Metallized Carbon Corporation, a global leader in the manufacture of oil-free, self-lubricating, carbon-graphite materials for severe service lubrication applications, announces that it produces Silver Metcar, a silver impregnated, carbon-graphite material useful for electrical applications that require low resistance, low voltage drop, and low electrical noise.
The material is ideal for DC motor brushes, non-welding electrical contacts, and rotary slip ring brushes or contacts in air traffic control radars, telecommunications systems, and satellite communications systems.
Low noise slip rings assemblies, known as rotary joints, microwave rotary couplings, and RF rotary joints, are used to transmit minute electrical signals in rotating equipment like microwave antennas, radar receivers, sonar receivers, rotating thermocouples read-outs, and rotating strain gauge read-outs.
“With the growth of in-flight and at-sea television and internet service, we are seeing a huge increase in demand for the material for use in antennas used to track satellites,” said Matthew Brennan, Chief Operating Officer of Metcar. “Ships, aircraft, rail systems, and other applications that require low electronic interference will find that Silver Metcar is an excellent choice.”
The carbon-graphite in Silver Metcar provides self-lubricating properties and the pure silver provides high and constant electrical conductivity. The material is corrosion resistant, dimensionally stable and has a heavy overload capacity. Additives to the carbon-graphite base material improve its self-lubricating properties in the dry atmospheres that occur at high altitude and in space. Silver Metcar cannot melt or weld to another metal surface because the carbon-graphite base material will not melt. It can be silver plated so that it can be easily soldered to metal parts such as leaf springs or conventional brush holders.

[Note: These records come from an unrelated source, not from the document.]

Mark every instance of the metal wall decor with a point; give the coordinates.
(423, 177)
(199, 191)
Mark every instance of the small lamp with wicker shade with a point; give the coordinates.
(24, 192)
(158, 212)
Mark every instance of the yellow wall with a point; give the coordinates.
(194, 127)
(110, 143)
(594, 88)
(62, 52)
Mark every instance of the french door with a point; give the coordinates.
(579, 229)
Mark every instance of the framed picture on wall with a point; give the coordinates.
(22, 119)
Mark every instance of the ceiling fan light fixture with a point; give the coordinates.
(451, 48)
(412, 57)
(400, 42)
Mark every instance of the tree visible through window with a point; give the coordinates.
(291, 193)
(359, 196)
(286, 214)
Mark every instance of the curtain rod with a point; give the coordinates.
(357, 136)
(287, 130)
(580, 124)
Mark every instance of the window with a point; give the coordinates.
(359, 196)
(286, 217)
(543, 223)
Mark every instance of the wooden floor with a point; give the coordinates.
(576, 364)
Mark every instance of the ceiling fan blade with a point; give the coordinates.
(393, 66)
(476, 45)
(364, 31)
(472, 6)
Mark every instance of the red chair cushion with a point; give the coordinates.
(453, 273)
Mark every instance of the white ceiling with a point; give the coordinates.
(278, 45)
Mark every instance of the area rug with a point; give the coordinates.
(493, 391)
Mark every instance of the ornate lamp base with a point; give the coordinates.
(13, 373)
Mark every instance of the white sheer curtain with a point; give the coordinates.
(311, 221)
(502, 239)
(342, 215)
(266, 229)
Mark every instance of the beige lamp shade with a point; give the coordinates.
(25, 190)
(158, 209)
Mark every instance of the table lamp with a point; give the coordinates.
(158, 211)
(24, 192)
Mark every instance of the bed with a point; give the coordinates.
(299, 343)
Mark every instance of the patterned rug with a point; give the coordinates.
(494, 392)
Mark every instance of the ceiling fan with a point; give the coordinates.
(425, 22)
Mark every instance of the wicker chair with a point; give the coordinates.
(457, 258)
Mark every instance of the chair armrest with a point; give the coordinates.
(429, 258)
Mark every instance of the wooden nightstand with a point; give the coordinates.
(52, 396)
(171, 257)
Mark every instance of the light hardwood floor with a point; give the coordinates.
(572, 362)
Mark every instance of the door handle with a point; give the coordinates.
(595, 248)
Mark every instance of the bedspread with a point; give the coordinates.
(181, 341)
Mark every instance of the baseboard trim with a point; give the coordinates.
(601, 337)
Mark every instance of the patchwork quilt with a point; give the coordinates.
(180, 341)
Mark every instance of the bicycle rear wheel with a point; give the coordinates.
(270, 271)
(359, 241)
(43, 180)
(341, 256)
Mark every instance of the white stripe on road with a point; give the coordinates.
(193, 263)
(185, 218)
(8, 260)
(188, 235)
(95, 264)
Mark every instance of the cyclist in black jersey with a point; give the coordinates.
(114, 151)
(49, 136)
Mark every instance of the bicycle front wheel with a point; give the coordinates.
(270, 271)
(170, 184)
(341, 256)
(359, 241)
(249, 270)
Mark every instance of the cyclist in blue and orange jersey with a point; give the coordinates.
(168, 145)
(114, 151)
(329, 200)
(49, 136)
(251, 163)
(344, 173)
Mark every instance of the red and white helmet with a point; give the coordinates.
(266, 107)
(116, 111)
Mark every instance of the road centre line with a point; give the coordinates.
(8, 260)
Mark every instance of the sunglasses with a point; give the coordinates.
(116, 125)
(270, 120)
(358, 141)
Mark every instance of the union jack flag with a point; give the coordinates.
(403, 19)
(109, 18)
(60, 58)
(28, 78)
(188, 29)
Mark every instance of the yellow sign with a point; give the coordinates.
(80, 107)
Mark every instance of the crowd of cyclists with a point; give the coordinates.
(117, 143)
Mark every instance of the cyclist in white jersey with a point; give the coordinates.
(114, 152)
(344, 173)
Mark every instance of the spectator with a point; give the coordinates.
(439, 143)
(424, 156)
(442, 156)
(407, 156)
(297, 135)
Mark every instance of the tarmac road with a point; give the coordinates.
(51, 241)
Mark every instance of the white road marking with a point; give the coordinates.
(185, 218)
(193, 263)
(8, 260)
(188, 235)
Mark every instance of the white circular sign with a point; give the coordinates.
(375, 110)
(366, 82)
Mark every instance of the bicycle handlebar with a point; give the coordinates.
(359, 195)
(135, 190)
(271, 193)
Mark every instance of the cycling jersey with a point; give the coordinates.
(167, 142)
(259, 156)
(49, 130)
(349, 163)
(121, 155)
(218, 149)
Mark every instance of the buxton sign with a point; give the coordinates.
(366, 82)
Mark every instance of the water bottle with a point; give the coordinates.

To make the Silver Metcar materials, solid carbon-graphite base materials, in rings or blocks, are submerged in pure, molten silver and the silver is forced into the porosity of the carbon-graphite material using extremely high gas pressure. Most of the Silver Metcar grades contain approximately fifty percent silver by weight. X-ray inspection is used to ensure that each Silver Metcar part is uniformly impregnated with silver.